Having castigated Abbott for his proposed attack on successful businesses, we should run the same ruler over the RSPT.  What damage will it do?  Who will really pay?

It’s similar in being a tightly targeted tax.  The paid parental leave slug would have only applied to a few thousand of our most profitable medium and large companies.  The RSPT will target a far smaller number of big mining companies.  Both in effect single out a section of the corporate sector that, while powerful, are not exactly popular with voters (that makes Abbott’s comments yesterday about Rudd demonising the mining sector a bit rich).  And both use the largesse reaped from it for political purposes — in Abbott’s case, to try to outbid the government on parental leave, in part by perpetuating the sort of middle class welfare that became a byword for the Howard government; in the government’s case, to fund a business tax cut that strongly targets small business, a sector the government is keen to keep on side.

But the comparison ends there.  Abbott’s tax slug would have been passed on to consumers, and to shareholders, through higher prices and lower dividends.  The RSPT will be passed on to mining companies’ consumers — most of whom are overseas — shareholders — many of whom, again, are overseas, particularly in the case of BHP-Billiton, Rio Tinto.  Indeed, much of the RSPT will be paid, one way or another, by Chinese interests.

Hands up anyone, Clive Palmer apart, who has a problem with that?

That the RSPT will fund a permanent cut in the corporate tax rate is a mixed blessing.  Our reliance on corporate tax has increased in the past decade courtesy of successive income tax cuts.  This left our fiscal base more exposed to the impact of recessions, when one arrived, than it would otherwise have been.  Reducing corporate tax will go some way to remedying this.  The problem is that the RSPT is a potentially volatile tax base, dependent on commodity prices.  Wayne Swan was asked about this yesterday and pointed out that the $9 billion a year the RSPT would generate about 3% of government revenue.  Moreover, it’s a fair bet commodity prices are going to stay strong for an extended period, driven by Chinese and broader Asian growth.

But if that bet doesn’t come off, the design of the RSPT — it hits super profits hard, but it also treats more marginal resources projects, and exploration, more generously — will end up costing taxpayers a lot of money.

A more stable base, such as an expansion of the GST would have been preferable.  The best option would have been to remove the moronic food exemption foisted on the Howard government by Meg Lees, which has been costing taxpayers and businesses ever since.
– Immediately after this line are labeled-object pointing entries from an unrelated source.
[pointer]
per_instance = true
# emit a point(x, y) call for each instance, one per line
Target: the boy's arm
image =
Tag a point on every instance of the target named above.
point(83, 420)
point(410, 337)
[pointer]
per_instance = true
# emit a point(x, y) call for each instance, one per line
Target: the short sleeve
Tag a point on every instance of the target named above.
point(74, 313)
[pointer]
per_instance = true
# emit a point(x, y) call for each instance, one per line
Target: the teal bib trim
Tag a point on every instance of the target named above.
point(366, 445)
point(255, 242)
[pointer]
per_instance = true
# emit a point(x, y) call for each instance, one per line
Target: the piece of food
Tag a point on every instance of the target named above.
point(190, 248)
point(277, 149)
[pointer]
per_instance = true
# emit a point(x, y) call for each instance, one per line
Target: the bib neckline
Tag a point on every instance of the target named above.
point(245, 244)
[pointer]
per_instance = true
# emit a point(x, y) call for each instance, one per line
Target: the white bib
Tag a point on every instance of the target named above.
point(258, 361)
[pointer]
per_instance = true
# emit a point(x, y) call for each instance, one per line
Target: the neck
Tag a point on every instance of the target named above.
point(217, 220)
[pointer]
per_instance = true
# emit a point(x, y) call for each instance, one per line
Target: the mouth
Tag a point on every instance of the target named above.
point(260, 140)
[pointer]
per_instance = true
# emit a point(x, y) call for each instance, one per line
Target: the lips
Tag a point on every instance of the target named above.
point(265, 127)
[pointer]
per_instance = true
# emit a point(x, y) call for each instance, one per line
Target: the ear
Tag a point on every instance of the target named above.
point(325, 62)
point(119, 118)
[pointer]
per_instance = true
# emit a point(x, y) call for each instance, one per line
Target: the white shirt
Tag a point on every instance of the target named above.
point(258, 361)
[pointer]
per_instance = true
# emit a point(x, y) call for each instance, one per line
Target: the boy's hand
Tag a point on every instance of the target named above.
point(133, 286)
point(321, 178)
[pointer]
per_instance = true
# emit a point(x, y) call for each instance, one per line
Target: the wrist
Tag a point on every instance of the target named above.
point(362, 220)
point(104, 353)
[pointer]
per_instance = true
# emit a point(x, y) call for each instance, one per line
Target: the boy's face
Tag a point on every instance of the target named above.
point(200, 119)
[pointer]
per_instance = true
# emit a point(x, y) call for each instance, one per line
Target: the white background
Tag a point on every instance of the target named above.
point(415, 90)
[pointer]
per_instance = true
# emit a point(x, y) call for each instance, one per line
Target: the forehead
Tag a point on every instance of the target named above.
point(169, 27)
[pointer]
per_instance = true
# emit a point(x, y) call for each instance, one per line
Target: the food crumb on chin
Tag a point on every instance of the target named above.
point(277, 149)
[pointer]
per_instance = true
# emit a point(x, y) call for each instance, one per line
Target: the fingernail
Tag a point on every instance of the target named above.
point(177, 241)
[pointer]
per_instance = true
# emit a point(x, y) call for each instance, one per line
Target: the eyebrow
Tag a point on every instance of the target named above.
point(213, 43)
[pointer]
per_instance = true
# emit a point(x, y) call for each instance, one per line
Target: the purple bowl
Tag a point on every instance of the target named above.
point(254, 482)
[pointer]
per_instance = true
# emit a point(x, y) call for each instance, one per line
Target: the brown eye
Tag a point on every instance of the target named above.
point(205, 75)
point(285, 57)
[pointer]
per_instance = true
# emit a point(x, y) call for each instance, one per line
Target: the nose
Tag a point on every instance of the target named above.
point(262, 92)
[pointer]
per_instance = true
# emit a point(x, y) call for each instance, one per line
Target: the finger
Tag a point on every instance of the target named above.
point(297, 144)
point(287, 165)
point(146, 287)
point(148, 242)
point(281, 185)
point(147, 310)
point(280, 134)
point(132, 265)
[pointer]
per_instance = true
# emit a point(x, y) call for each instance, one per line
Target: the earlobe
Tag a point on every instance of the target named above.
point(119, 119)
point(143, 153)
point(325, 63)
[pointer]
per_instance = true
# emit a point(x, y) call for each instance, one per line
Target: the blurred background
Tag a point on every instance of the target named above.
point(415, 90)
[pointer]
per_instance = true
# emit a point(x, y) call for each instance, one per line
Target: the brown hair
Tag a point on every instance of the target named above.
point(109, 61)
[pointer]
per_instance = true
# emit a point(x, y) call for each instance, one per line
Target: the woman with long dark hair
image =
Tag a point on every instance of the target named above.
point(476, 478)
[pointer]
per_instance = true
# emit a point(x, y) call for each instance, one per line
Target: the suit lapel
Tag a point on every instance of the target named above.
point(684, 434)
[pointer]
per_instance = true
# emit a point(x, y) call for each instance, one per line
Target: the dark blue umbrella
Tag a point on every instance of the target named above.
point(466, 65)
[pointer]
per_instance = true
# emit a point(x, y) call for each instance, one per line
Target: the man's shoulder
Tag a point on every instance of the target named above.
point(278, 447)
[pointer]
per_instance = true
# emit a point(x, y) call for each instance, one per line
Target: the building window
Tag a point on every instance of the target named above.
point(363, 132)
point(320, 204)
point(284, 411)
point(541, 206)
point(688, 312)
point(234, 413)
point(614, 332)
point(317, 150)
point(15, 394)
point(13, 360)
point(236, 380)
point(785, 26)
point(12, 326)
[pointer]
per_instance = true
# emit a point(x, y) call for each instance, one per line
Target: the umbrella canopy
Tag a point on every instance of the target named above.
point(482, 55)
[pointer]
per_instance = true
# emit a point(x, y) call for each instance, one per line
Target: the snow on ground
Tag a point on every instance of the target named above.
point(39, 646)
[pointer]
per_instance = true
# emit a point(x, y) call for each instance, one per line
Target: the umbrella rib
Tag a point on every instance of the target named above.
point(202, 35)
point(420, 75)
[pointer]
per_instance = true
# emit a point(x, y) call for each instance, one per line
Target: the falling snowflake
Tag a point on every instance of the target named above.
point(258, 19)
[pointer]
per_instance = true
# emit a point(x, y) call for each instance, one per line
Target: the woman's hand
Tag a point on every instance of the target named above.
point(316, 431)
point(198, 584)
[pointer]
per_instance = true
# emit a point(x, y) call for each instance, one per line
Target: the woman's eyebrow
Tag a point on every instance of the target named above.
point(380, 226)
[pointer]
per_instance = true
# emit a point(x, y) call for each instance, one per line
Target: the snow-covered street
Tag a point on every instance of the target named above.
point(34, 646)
The last word should probably go to Mitch Hooke, of the Minerals Council of Australia.  Hooke is an almost perfect indicator of good policy.  If he’s against it — think a charge on carbon emissions — then it’s usually a pretty good idea.  If he gives it the thumbs up — for example, Workchoices — then any sensible government should drop it cold.

Hooke, in his default setting of high-dudgeon bitching and whining, yesterday claimed that the RSPT “will destroy value, slow investment and increase sovereign risk in the Australian minerals industry”.

On past form, that guarantees it should become an important component of out future tax system.